The Java code in Listing 3.8.2 implements the Divide by 2 algorithm. The method divideBy2 takes an argument that is a decimal number and repeatedly divides it by 2. Line 6 uses the built-in modulo operator, %, to extract the remainder push it on the stack. After the division process reaches 0, a binary string is constructed in lines 10–14. Line 10 creates an empty string. The binary digits are popped from the stack one at a time and appended to the right-hand end of the string. The binary string is then returned.
The algorithm for binary conversion can, with a few changes, be extended to perform the conversion for any base. In computer science it is common to use a number of different encodings. The most common of these are binary, octal (base 8), and hexadecimal (base 16).
The decimal number $$233$$ and its corresponding octal and hexadecimal equivalents $$351_{8}$$ and $$E9_{16}$$ are interpreted as
$$3\times8^{2} + 5\times8^{1} + 1\times8^{0}$$
and
$$14\times16^{1} + 9\times16^{0}$$
The method divideBy2 can be modified to accept not only a decimal value but also a base for the intended conversion. The “Divide by 2” idea is then replaced with a more general “Divide by base”. A new method called baseConverter, shown in Listing 3.8.3, takes a decimal number and any base between 2 and 16 as parameters. The remainders are still pushed onto the stack until the value being converted becomes 0. The same left-to-right string construction technique can be used with one slight change.
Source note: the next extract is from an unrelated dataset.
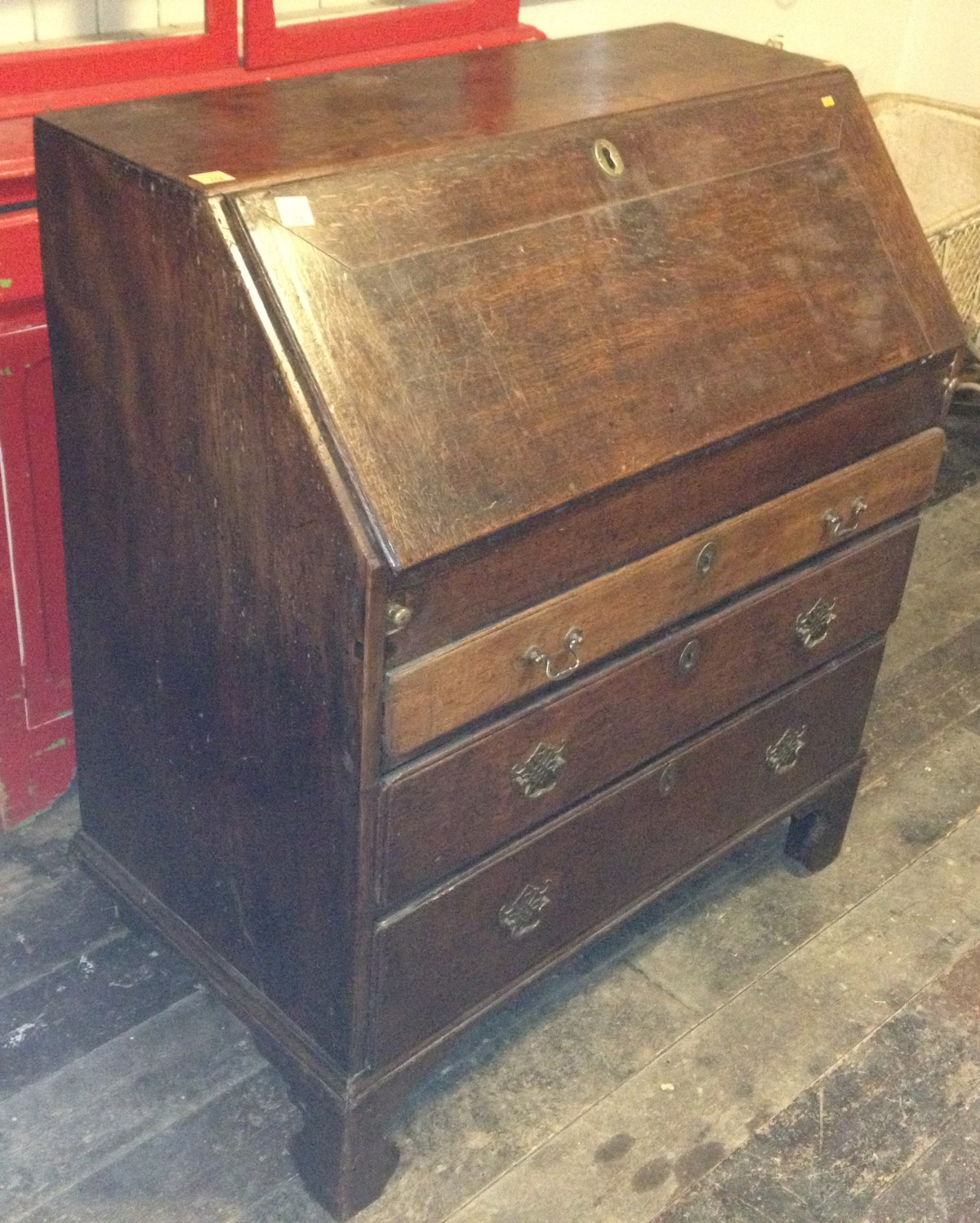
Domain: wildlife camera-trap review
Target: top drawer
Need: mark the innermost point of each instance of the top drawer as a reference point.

Base 2 through base 10 numbers need a maximum of 10 digits, so the typical digit characters 0 through 9 work fine.
The problem comes when we go beyond base 10. We can no longer simply use the remainders, as they are themselves represented as two-digit decimal numbers. Instead, we need to create a set of digits that can be used to represent those remainders beyond 9.
A solution to this problem is to extend the digit set to include some alphabet characters. For example, hexadecimal uses the ten decimal digits along with the first six alphabet characters for the 16 digits. To implement this, a digit string is created (line 5 in Listing 3.8.3) that stores the digits in their corresponding positions. 0 is at position 0, 1 is at position 1, A is at position 10, B is at position 11, and so on. When a remainder is removed from the stack, it can be used to index into the digit string and the correct resulting digit can be appended to the answer. For example, if the remainder 13 is removed from the stack, the digit D is appended to the resulting string.

### ExercisesSelf Check

#### 1.

What is value of 25 expressed as an octal number?

#### 2.

What is value of 256 expressed as a hexidecimal number?

#### 3.

What is value of 26 expressed in base 26?